Source code for ml.models.parallel

# mypy: disable-error-code="override"
"""Defines primitive model parallel layers.

Before using this module, you should initialize the parallel process groups
using :func:`ml.utils.parallel.init_parallelism`. This will create
three process group for model parallelism, pipeline parallelism, and data
parallelism. The process group information can be accessed using
:func:`ml.utils.parallel.parallel_group_info`.

The following layers are defined:

- :class:`ParallelEmbedding`: A model-parallel embedding layer.
- :class:`ColumnParallelLinear`: A column model-parallel linear layer.
- :class:`RowParallelLinear`: A row model-parallel linear layer.

The :class:`RowParallelLinear` and :class:`ColumnParallelLinear` layers can
be used to create a model parallel two-layer MLP, as shown below.

.. code-block:: python

    # Create a parallel embedding layer.
    parallel_embedding = ParallelEmbedding(
        num_embeddings=vocab_size,
        embedding_dim=in_features,
    )

    # Create a column parallel linear layer.
    column_parallel_linear = ColumnParallelLinear(
        in_features=in_features,
        out_features=out_features,
        bias=bias,
        gather_output=False,
    )

    # Create a row parallel linear layer.
    row_parallel_linear = RowParallelLinear(
        in_features=out_features,
        out_features=out_features,
        bias=bias,
        input_is_parallel=True,
    )

    # Applies the two linear layers together.
    x = torch.randint(0, vocab_size - 1, (bsz, tsz))
    y = row_parallel_linear(column_parallel_linear(parallel_embedding(x)))
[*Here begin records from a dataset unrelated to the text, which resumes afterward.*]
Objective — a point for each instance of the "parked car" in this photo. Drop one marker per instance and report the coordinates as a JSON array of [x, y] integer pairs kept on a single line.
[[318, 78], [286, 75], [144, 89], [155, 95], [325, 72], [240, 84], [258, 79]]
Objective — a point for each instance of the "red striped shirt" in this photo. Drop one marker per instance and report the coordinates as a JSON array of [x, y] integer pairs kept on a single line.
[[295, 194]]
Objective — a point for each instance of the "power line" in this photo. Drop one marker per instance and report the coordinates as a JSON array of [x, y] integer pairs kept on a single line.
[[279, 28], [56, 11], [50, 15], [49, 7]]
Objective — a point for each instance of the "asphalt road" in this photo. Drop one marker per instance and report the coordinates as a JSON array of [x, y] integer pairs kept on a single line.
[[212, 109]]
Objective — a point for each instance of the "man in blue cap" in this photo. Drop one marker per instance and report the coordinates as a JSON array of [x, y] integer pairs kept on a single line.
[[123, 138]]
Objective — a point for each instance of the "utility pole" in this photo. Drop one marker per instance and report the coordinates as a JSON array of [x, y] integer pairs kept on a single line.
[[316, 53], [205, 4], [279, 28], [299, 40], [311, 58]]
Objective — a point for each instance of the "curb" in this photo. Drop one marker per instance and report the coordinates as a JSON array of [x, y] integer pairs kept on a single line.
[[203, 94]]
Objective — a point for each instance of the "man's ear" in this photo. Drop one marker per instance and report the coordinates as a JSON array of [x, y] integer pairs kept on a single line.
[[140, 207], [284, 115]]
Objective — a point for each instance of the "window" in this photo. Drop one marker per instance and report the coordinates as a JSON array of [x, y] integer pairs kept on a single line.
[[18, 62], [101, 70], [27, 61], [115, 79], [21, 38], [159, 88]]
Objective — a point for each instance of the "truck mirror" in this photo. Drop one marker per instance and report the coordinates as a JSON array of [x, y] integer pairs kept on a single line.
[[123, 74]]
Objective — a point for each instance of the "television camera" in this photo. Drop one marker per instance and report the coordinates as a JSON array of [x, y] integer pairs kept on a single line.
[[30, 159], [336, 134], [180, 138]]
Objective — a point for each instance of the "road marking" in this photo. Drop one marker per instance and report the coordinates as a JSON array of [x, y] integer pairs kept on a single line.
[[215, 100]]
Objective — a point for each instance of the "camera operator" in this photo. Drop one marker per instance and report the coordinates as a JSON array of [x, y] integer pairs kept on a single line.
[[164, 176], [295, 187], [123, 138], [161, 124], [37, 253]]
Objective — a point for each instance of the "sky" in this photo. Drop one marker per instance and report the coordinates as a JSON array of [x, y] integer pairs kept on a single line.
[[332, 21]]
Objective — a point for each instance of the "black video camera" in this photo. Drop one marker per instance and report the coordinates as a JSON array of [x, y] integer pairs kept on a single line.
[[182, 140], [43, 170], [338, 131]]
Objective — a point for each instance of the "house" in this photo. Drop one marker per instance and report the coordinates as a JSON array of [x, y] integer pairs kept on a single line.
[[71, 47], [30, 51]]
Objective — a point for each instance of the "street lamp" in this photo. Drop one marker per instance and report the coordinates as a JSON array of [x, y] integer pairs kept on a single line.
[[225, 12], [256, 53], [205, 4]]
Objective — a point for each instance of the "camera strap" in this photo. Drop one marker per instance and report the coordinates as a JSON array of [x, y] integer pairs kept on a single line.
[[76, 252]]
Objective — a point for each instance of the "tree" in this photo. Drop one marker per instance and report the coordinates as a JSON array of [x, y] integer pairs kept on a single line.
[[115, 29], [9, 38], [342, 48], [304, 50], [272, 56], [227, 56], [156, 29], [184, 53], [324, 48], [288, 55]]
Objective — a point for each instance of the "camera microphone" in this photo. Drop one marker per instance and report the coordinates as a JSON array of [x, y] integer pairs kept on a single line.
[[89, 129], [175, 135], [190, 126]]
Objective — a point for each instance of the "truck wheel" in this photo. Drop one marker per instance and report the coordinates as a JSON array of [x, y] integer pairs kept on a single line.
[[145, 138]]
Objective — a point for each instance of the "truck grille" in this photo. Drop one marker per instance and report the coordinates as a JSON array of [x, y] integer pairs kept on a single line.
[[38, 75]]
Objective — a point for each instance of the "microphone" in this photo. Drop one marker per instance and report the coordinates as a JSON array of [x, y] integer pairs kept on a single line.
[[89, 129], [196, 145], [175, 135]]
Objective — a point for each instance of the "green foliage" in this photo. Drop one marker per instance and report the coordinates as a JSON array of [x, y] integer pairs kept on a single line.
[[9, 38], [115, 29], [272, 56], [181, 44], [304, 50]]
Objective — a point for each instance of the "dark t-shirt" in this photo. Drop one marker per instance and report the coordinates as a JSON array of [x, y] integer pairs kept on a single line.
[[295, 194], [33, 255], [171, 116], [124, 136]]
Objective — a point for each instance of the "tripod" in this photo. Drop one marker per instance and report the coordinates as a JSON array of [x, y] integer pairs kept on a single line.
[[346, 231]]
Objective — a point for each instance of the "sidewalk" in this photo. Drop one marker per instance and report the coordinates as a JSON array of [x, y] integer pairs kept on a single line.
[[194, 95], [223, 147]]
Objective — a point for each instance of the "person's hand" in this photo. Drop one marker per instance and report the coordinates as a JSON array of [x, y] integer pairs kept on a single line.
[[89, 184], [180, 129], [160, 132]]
This is equivalent to the following single-process implementation.

.. code-block:: python

    # Create a sequential model.
    model = nn.Sequential(
        nn.Embedding(vocab_size, in_features),
        nn.Linear(in_features, out_features, bias=bias),
        nn.Linear(out_features, out_features, bias=bias),
    )

    # Applies the sequential model.
    x = torch.randint(0, vocab_size - 1, (bsz, tsz))
    y = model(x)
"""

from typing import Any

import torch
import torch.nn.functional as F
from torch import Tensor, nn
from torch.autograd.function import Function, FunctionCtx
from torch.distributed.distributed_c10d import ReduceOp

from ml.models.init import InitializationType, init_
from ml.utils.parallel import parallel_group_info


class _ModelParallelCopy(Function):
    @staticmethod
    def forward(
        ctx: FunctionCtx,
        x: Tensor,
        op: Any,  # noqa: ANN401
    ) -> Tensor:
        ctx.op = op
        return x

    @staticmethod
    def backward(ctx: FunctionCtx, grad: Tensor) -> tuple[Tensor, None]:
        return parallel_group_info().mp.reduce(grad, op=ctx.op), None


[docs]def mp_copy(x: Tensor, op: Any = ReduceOp.SUM) -> Tensor:  # noqa: ANN401
    """Copies the input to the model parallel region.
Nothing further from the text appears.